Sceptics point to the fact that efforts by telecommunications firms elsewhere in the world to set up online ventures have often failed when faced with the technical savvy and marketing muscle of the established Internet giants.

“Fundamentally, it’s very difficult to complete against OTT players – operators lack the agility and the core competencies as well as the brand appeal,” said Guillermo Escofet, a senior analyst at Informa Telecom and Media in London.

“They’re used to running networks, not being media companies. Also, operators instinctively try to differentiate themselves from each other – it’s against their DNA to work together.”

London-listed Vodafone is one of a number of operators that have had difficulty creating Internet services. The Vodafone 360 service, based on customers’ phone address books, was launched in Europe in 2009, letting customers import contacts from social networks and use an online application store. In 2011, Vodafone said it was winding down the service.

“Operators have failed miserably every time they have tried to move up the value chain, except for in certain business-to-business services,” said Pedro Oliveira, a partner at global management consultants Oliver Wyman. “Some have tried to move into content and applications, but the war is lost already.”
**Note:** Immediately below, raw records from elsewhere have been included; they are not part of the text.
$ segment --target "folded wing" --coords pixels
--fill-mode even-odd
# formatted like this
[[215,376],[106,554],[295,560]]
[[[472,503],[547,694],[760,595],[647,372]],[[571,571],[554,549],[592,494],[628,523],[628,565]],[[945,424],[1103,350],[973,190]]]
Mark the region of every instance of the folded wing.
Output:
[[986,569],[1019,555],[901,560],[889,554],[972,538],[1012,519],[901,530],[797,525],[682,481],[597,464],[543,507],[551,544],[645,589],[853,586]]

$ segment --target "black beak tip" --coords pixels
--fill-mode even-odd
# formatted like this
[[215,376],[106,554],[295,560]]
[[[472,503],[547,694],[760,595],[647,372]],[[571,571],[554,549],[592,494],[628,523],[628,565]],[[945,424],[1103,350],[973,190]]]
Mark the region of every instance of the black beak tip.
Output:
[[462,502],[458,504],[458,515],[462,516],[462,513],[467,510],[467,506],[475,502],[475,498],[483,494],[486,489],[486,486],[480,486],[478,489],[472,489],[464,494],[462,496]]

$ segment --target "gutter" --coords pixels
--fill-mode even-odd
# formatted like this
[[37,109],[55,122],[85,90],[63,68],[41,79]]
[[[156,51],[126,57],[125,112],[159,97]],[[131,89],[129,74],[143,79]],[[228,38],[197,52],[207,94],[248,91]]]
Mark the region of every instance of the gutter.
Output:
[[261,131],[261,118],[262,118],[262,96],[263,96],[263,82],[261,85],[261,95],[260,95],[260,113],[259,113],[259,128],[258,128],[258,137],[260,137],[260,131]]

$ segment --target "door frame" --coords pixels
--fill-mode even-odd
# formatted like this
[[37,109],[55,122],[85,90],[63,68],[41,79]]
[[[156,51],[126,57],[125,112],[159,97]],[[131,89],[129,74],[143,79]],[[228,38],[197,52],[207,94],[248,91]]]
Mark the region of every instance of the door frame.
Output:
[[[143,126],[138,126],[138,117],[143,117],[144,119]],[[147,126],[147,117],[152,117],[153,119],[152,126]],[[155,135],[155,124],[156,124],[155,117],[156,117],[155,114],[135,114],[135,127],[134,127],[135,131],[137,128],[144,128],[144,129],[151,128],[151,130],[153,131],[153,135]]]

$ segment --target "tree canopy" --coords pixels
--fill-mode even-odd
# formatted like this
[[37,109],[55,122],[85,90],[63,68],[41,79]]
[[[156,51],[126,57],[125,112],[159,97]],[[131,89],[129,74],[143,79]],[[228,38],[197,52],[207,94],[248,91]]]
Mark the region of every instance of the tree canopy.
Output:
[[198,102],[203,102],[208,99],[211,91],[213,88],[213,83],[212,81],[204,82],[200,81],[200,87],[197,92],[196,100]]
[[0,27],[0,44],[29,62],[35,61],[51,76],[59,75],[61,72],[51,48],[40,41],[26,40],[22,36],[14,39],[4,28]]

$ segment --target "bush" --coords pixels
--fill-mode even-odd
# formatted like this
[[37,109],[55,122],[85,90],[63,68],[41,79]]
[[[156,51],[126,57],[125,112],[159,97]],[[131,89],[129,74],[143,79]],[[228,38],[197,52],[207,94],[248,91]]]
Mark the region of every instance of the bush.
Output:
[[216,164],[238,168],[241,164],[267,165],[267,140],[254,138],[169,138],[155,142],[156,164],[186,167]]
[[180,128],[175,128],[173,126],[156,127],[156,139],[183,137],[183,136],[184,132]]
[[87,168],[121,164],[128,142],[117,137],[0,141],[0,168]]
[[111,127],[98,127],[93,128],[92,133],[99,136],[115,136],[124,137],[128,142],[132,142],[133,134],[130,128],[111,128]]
The big Western Internet firms are already popular around the Middle East. Facebook, which offers an Arabic interface, had 45.2 million users in the Arab world as of June 30, up more than 50 percent from a year earlier, according to the Arab Social Media Report, produced by the Dubai School of Government.

Despite pockets of innovation in the region, such as video game industries in Saudi Arabia and Jordan, and ventures developing applications for smart phones in Egypt, the Middle East has so far not come close to developing online products to rival the top Western Internet companies.